Diploplecta proxima
- Conservation status: Not Threatened (NZ TCS)

Scientific classification
- Domain: Eukaryota
- Kingdom: Animalia
- Phylum: Arthropoda
- Subphylum: Chelicerata
- Class: Arachnida
- Order: Araneae
- Infraorder: Araneomorphae
- Family: Linyphiidae
- Genus: Diploplecta
- Species: D. proxima
- Binomial name: Diploplecta proxima Millidge, 1988

= Diploplecta proxima =

- Authority: Millidge, 1988
- Conservation status: NT

Species of Arachnida

Diploplecta proxima is a species of Linyphiidae spider that is endemic to New Zealand.

==Taxonomy==
This species was described in 1988 by Alfred Frank Millidge from female and male specimens. The holotype is stored in the New Zealand Arthropod Collection under registration number NZAC03014969.

==Description==
The female is recorded at 1.7-1.8mm in length whereas the male is 1.8mm.

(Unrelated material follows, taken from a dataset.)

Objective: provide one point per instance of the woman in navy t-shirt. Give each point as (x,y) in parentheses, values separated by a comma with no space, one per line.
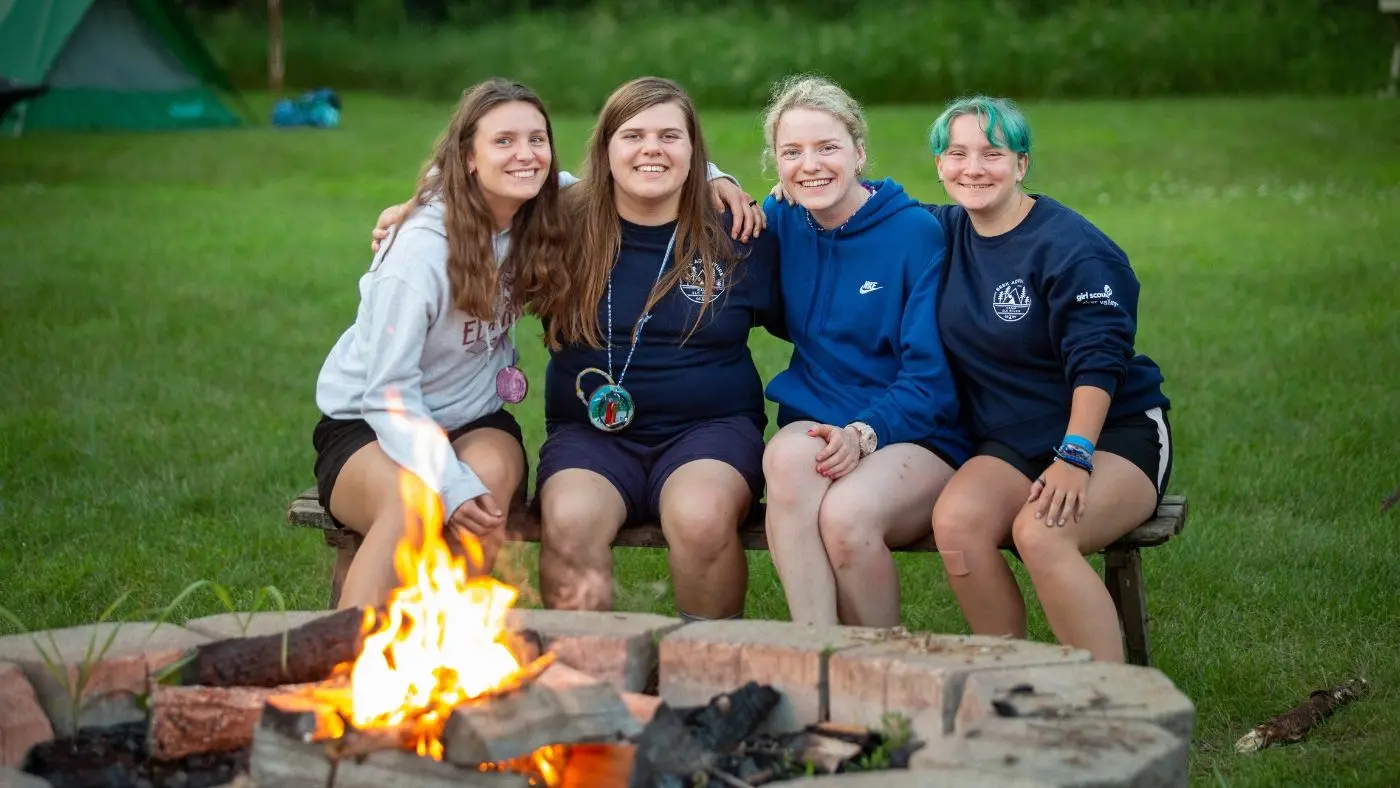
(1038,315)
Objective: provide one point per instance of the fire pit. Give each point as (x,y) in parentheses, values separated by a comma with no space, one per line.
(447,685)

This species has a pale yellow cephalothorax with black markings dorsally and laterally. The legs are pale yellow to pale orange. The abdomen is pale yellow with dark markings.

==Distribution==
This species is known from the South Island, Antipodes Island and Snares Island in New Zealand.

==Conservation status==
Under the New Zealand Threat Classification System, this species is listed as "Not Threatened".